Yes, a land fit for tourists, and for us. It will be a tough proposition for our Bord Failte to work out a strategy for the industry that will not also, at the same time, put our own noses out of joint. Yet the grumbles of visitors may often bring home to us things we ought to do something about for our own sakes. Such as the rubbish we leave around.
Not so long ago, a German traveller expressed in a newspaper article his disgust at the mess we have made of the road from Ballyconneely to Roundstone, Co Galway. Bungalow after bungalow along the sea road. So much so that he advised his readers to stick to the mountains - unspoiled, he thought. All right if you are a mountain, rambler. Most of us aren't. Would it not be better planning, if people still want to be on the coast, that the houses should be ranged in small settlements, in groups, rather than just strung out along the road? Planning controls strictly enforced.
But if Irish people don't want this, so what? Much of our advertising aimed at Germany is of "Europe's green holiday island", stressing the wild sea coast and cliffs of the west. Ultima Thule stuff, or Hy Brasil if you like. Not that Dublin is neglected. There is much about musical and other pubs, the youth of the population, of the free and easy talk. Of Georgian splendour. And, twice in one week recently, a caller to the west side of Fitzwilliam Square found buses parked, while everyone, it seemed, got out to film the marvellous front doors. "Now you stand in front of it." Germans in one case, two busloads; the second day there were three buses. It probably goes on all day in summer.
And it's not just in Ireland they seek open spaces, lonely sea scapes and mountain slopes. There was a long piece in one Hamburg newspaper about the Faroe Islands, where people "enjoy life with Nature". And then there was "sweat, blood and blisters" in Norway. (The German for that winsome bird, the puffin, is parrot diver - Papageientaucher.)

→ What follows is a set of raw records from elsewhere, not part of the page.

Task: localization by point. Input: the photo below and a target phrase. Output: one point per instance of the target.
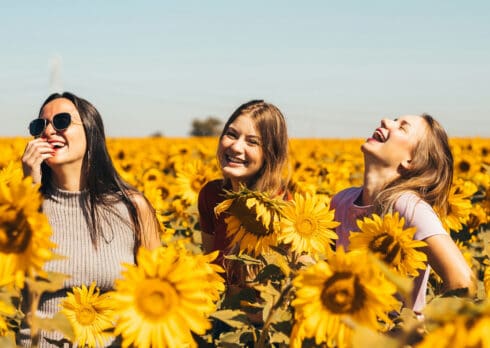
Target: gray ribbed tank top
(84, 264)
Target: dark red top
(210, 196)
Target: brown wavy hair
(271, 125)
(429, 175)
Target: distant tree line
(211, 126)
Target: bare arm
(447, 261)
(207, 242)
(150, 228)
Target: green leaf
(246, 259)
(279, 337)
(404, 285)
(233, 318)
(270, 272)
(364, 337)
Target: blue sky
(334, 68)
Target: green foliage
(208, 127)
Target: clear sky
(333, 67)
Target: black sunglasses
(60, 122)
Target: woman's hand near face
(35, 153)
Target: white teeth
(235, 160)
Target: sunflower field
(305, 295)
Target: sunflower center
(464, 166)
(15, 232)
(387, 246)
(306, 226)
(343, 293)
(86, 315)
(155, 298)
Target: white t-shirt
(417, 213)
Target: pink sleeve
(419, 214)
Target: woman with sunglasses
(98, 220)
(408, 168)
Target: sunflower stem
(261, 342)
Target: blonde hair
(430, 174)
(271, 125)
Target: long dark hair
(103, 184)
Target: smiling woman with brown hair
(98, 220)
(408, 168)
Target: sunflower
(190, 179)
(348, 286)
(387, 239)
(90, 314)
(24, 231)
(253, 223)
(486, 277)
(308, 225)
(6, 311)
(164, 298)
(459, 205)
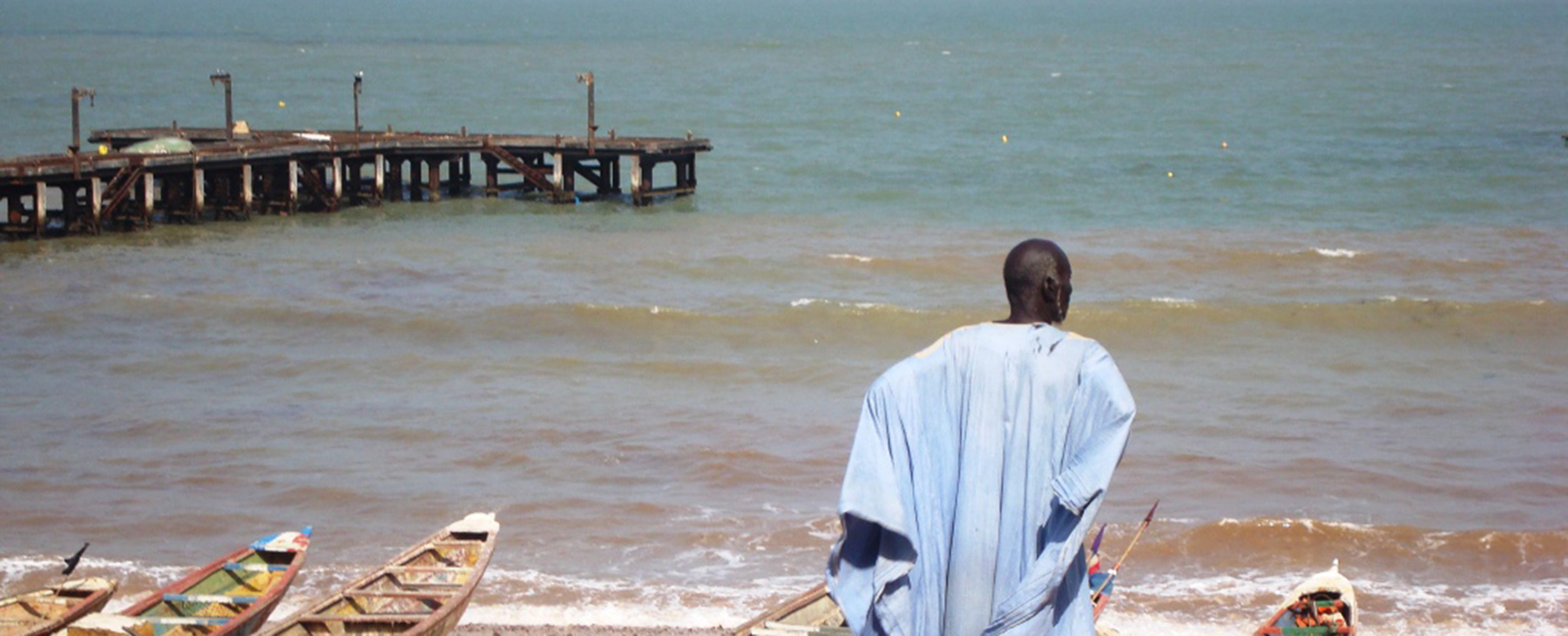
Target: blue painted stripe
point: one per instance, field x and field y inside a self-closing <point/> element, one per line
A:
<point x="254" y="567"/>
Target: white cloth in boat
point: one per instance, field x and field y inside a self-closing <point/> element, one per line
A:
<point x="977" y="467"/>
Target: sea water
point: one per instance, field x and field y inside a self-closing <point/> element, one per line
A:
<point x="1324" y="240"/>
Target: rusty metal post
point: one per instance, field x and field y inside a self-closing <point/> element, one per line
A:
<point x="76" y="115"/>
<point x="587" y="78"/>
<point x="227" y="102"/>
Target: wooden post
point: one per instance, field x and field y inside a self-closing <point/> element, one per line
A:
<point x="416" y="179"/>
<point x="96" y="196"/>
<point x="382" y="178"/>
<point x="294" y="186"/>
<point x="247" y="196"/>
<point x="491" y="179"/>
<point x="337" y="178"/>
<point x="635" y="170"/>
<point x="435" y="180"/>
<point x="394" y="190"/>
<point x="198" y="192"/>
<point x="146" y="193"/>
<point x="39" y="207"/>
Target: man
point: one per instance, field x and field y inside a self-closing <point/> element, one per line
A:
<point x="977" y="467"/>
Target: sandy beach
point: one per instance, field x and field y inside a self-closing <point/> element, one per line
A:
<point x="580" y="630"/>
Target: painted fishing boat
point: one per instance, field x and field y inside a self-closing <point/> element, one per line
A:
<point x="808" y="614"/>
<point x="229" y="597"/>
<point x="46" y="610"/>
<point x="1324" y="605"/>
<point x="421" y="592"/>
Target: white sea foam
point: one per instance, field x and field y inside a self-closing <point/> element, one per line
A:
<point x="846" y="304"/>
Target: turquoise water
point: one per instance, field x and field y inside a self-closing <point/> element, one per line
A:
<point x="1325" y="241"/>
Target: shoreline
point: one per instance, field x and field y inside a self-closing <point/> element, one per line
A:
<point x="588" y="630"/>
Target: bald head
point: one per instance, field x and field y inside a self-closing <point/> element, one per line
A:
<point x="1038" y="282"/>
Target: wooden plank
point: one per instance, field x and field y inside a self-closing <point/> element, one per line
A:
<point x="364" y="618"/>
<point x="211" y="599"/>
<point x="184" y="619"/>
<point x="397" y="594"/>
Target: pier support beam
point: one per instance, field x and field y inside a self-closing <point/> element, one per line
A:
<point x="337" y="178"/>
<point x="146" y="198"/>
<point x="416" y="179"/>
<point x="640" y="180"/>
<point x="198" y="192"/>
<point x="491" y="178"/>
<point x="382" y="179"/>
<point x="394" y="190"/>
<point x="435" y="180"/>
<point x="39" y="207"/>
<point x="96" y="201"/>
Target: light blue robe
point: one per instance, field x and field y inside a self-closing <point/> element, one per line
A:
<point x="977" y="467"/>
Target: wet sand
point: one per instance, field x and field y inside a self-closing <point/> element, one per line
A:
<point x="580" y="630"/>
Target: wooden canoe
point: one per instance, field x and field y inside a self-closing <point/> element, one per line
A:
<point x="46" y="610"/>
<point x="229" y="597"/>
<point x="1324" y="605"/>
<point x="421" y="592"/>
<point x="808" y="614"/>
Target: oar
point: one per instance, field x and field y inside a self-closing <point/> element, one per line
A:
<point x="1112" y="573"/>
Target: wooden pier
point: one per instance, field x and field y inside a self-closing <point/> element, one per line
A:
<point x="281" y="171"/>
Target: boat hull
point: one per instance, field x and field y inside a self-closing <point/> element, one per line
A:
<point x="233" y="596"/>
<point x="46" y="610"/>
<point x="421" y="592"/>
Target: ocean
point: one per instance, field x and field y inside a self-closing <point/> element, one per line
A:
<point x="1325" y="241"/>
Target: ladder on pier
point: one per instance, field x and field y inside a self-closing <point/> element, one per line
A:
<point x="118" y="196"/>
<point x="535" y="176"/>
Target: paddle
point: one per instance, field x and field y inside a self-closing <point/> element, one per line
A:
<point x="1117" y="567"/>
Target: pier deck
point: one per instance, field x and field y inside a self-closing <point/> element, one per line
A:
<point x="317" y="171"/>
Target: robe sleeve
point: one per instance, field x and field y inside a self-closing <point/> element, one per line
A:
<point x="872" y="558"/>
<point x="1101" y="420"/>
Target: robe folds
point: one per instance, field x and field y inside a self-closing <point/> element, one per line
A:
<point x="977" y="467"/>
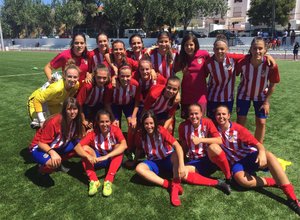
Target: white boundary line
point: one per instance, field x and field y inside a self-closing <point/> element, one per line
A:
<point x="24" y="74"/>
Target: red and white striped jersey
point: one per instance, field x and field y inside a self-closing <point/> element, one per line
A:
<point x="161" y="64"/>
<point x="255" y="80"/>
<point x="238" y="142"/>
<point x="50" y="133"/>
<point x="123" y="95"/>
<point x="146" y="85"/>
<point x="221" y="78"/>
<point x="186" y="131"/>
<point x="158" y="146"/>
<point x="90" y="94"/>
<point x="102" y="144"/>
<point x="156" y="101"/>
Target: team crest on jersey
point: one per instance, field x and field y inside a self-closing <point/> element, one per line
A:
<point x="229" y="66"/>
<point x="231" y="138"/>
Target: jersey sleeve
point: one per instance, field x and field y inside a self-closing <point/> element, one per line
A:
<point x="49" y="131"/>
<point x="88" y="139"/>
<point x="118" y="134"/>
<point x="245" y="136"/>
<point x="168" y="138"/>
<point x="212" y="130"/>
<point x="108" y="94"/>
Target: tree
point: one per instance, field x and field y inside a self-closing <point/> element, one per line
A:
<point x="118" y="12"/>
<point x="69" y="14"/>
<point x="260" y="11"/>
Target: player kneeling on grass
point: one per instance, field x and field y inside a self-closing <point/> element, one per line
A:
<point x="56" y="139"/>
<point x="158" y="145"/>
<point x="102" y="147"/>
<point x="247" y="156"/>
<point x="48" y="101"/>
<point x="200" y="139"/>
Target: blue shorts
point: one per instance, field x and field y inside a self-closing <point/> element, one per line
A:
<point x="247" y="164"/>
<point x="126" y="109"/>
<point x="211" y="107"/>
<point x="42" y="157"/>
<point x="102" y="164"/>
<point x="158" y="165"/>
<point x="204" y="166"/>
<point x="90" y="112"/>
<point x="242" y="108"/>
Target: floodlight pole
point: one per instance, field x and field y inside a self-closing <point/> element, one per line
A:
<point x="1" y="36"/>
<point x="273" y="19"/>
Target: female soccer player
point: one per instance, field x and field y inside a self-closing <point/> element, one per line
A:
<point x="191" y="61"/>
<point x="119" y="58"/>
<point x="247" y="155"/>
<point x="200" y="139"/>
<point x="162" y="100"/>
<point x="91" y="95"/>
<point x="257" y="84"/>
<point x="44" y="102"/>
<point x="124" y="98"/>
<point x="55" y="141"/>
<point x="102" y="147"/>
<point x="159" y="146"/>
<point x="78" y="52"/>
<point x="220" y="69"/>
<point x="163" y="57"/>
<point x="100" y="54"/>
<point x="137" y="47"/>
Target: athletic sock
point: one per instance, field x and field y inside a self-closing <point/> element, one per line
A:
<point x="175" y="192"/>
<point x="166" y="184"/>
<point x="113" y="167"/>
<point x="222" y="162"/>
<point x="288" y="190"/>
<point x="198" y="179"/>
<point x="270" y="181"/>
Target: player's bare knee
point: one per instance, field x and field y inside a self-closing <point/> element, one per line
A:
<point x="214" y="149"/>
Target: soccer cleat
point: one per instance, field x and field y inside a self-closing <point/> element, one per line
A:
<point x="107" y="188"/>
<point x="294" y="205"/>
<point x="222" y="185"/>
<point x="175" y="188"/>
<point x="93" y="187"/>
<point x="35" y="124"/>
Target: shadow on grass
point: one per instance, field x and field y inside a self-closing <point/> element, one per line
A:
<point x="40" y="180"/>
<point x="26" y="156"/>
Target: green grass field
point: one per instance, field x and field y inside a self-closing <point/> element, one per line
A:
<point x="22" y="197"/>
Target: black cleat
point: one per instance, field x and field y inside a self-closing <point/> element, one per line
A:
<point x="294" y="205"/>
<point x="222" y="185"/>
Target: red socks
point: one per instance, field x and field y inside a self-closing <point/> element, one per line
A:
<point x="166" y="184"/>
<point x="176" y="190"/>
<point x="270" y="181"/>
<point x="113" y="167"/>
<point x="288" y="190"/>
<point x="198" y="179"/>
<point x="222" y="162"/>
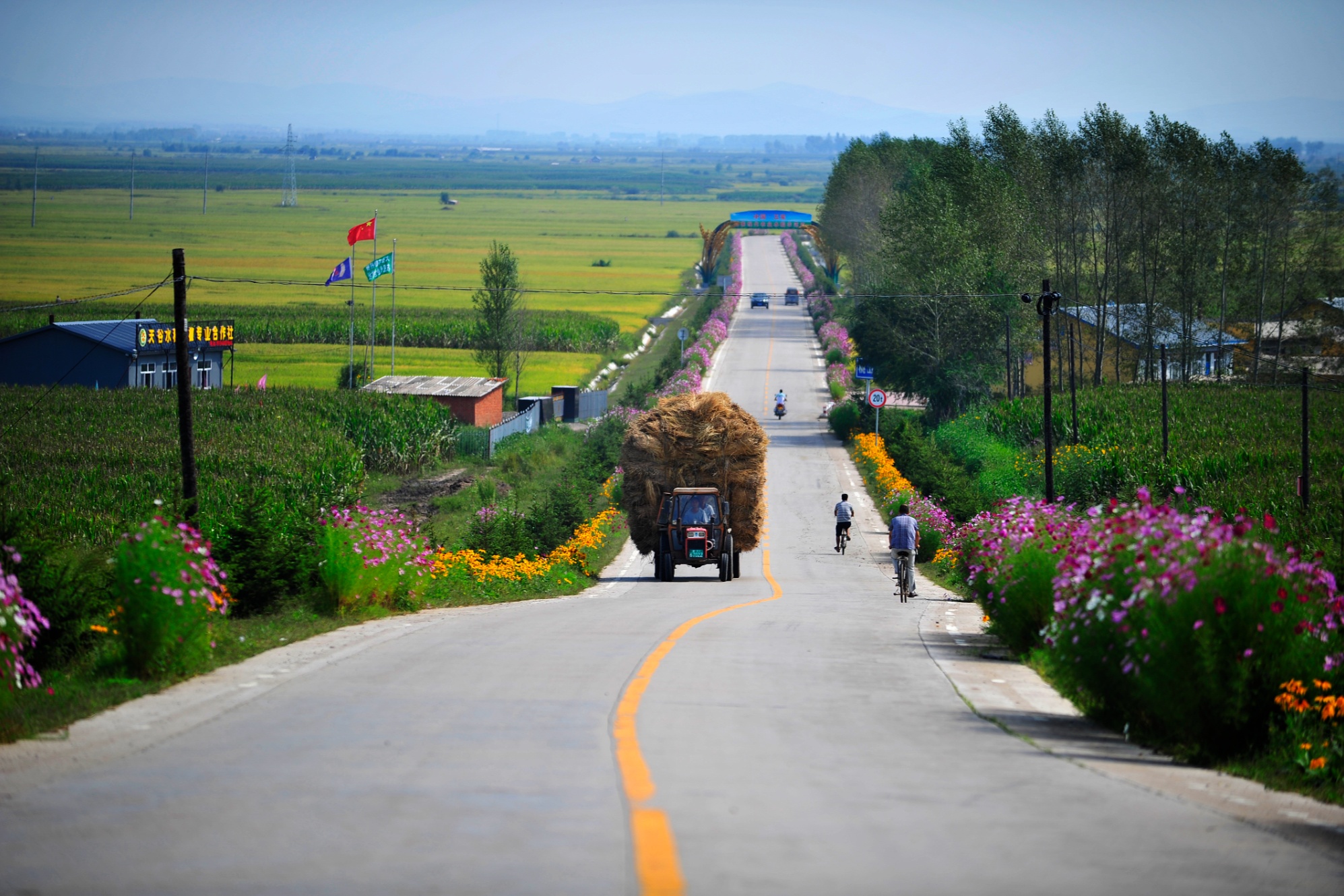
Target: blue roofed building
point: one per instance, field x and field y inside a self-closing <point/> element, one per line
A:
<point x="136" y="354"/>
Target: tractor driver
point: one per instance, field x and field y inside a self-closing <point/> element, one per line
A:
<point x="698" y="509"/>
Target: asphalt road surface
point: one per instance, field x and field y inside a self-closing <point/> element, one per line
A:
<point x="804" y="743"/>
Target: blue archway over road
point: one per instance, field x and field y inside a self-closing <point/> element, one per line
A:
<point x="760" y="220"/>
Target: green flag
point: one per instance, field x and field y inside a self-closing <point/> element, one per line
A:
<point x="379" y="266"/>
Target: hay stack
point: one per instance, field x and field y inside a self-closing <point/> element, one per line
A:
<point x="695" y="440"/>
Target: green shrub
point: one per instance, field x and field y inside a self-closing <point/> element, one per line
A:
<point x="168" y="589"/>
<point x="268" y="552"/>
<point x="352" y="377"/>
<point x="1011" y="561"/>
<point x="498" y="530"/>
<point x="929" y="468"/>
<point x="371" y="559"/>
<point x="930" y="540"/>
<point x="552" y="520"/>
<point x="1184" y="625"/>
<point x="845" y="420"/>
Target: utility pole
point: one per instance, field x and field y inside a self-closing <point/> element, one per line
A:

How many of our visitors are backpackers, not so lucrative for tourism; but in ten years or more they may be back looking for luxury hotels. But, whatever of Dublin's charms, the wild beauty of the west Europe's edge must draw many from cities in Europe, though France and Germany have their own beauties. It's a matter of wanting change, on your vacation.
An excruciatingly difficult task to work out the ins and outs, the pluses and minuses in this industry of tourism, which, we are told will soon be our biggest.